What on earth? Avers’ mind sped back and forth over the last few weeks trying to work out how the French government might be involved in the Comte’s spy ring. More importantly, why had they targeted the faux Duke of Tremaine? And how had they known he’d be here?

“A dead English Duke means nothing to us,” hissed the man with the gun, pressing its cold barrel against Avers’ forehead.

“Are you sure? I imagine it’d be the devil of a thing to explain away if my body should show up in a backwards inn at Buc.”

“Perhaps the silly English lord stopped at the inn and got set upon by ruffians.”

The coldness of that barrel against his head brought a great deal of perspective. Suddenly the melancholy he’d felt since Miss Curshaw had thrown him over seemed like a colossal waste of time. Not only that, but what of those he’d leave behind—his dear Cousin Sophy and Aunt Goring? What about Wakeford and his papers? What about… Mademoiselle Cadeaux?

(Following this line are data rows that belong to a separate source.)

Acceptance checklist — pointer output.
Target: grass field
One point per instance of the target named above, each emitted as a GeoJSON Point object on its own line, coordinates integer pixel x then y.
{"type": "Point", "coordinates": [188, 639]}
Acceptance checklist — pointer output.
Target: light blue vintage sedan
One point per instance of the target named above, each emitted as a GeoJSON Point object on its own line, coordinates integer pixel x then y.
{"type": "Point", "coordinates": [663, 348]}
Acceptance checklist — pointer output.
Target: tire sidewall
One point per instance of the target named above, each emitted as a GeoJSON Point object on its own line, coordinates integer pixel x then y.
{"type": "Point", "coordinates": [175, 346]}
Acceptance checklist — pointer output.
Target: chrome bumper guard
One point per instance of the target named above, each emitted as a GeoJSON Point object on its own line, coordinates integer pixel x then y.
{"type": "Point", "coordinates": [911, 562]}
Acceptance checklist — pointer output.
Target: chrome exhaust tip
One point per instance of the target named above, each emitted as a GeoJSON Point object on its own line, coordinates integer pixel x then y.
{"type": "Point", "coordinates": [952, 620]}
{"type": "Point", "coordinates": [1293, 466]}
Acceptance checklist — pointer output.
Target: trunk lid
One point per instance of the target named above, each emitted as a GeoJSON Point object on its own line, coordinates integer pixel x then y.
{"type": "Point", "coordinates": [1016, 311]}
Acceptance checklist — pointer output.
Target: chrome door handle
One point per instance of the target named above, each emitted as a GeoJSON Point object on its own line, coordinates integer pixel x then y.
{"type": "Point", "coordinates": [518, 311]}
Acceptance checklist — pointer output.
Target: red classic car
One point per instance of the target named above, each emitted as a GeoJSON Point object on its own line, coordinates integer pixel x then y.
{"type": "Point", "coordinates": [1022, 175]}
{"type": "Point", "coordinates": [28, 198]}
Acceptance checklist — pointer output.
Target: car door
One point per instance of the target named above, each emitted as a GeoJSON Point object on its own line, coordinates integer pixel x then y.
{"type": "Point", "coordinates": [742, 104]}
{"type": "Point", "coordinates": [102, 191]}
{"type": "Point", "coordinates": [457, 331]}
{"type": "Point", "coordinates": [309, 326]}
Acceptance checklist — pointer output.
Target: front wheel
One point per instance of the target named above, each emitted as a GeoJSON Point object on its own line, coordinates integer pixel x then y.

Mademoiselle Cadeaux… It had only been her, the Comte’s circle and Wakeford who knew of his departure from Paris. And would French agents really be willing to kill an English Duke?

Avers had an idea. A wild one. What if this wasn’t the French government at all, but rather the Comte’s men? No. Surely not. And yet…

What had Avers got to lose by testing his theory? He already had a gun to his head.

“I’m afraid you’ll have to do your worst—for I have no idea what it is you think I should know—but I do know that I don’t know it.”